The Market Is Still Pricing Yesterday’s AI
The core disconnect is simple. Investors are valuing AI as a GPU cycle led by Nvidia, while memory as a cyclical commodity led by Micron. But the emerging reality looks different:
|
Layer |
Old AI View |
Emerging AI Reality |
|
Compute |
GPUs dominate |
GPUs + CPUs + orchestration |
|
Memory |
Commodity cycle |
Structural bottleneck |
|
System design |
Model training focus |
Agentic workflows |
If agentic AI continues scaling — and enterprise adoption trends suggest it will — then memory intensity per workload rises, not falls. That is structurally bullish for Micron.
Key Takeaway
In short, Micron’s low valuation multiple isn’t about weak fundamentals. It’s about the market still anchoring AI to the GPU-first era defined by Nvidia.

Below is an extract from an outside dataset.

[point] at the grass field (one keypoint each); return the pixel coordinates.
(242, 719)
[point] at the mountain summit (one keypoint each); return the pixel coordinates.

But AI is no longer just about training and inference. It’s moving toward agentic systems where memory, bandwidth, and system-level coordination matter just as much as raw compute. That shift doesn’t dethrone Nvidia, but it does broaden the winners. And that’s where Micron enters the conversation differently.
If AI stays GPU-centric, Micron remains cyclical and cheap, but if AI becomes system-centric, Micron becomes structurally underpriced. That is the real tension investors are missing.
When all is said and done, Micron isn’t trading at a discount because growth is weak. It’s trading at a discount because the market is still telling yesterday’s AI story — not tomorrow’s.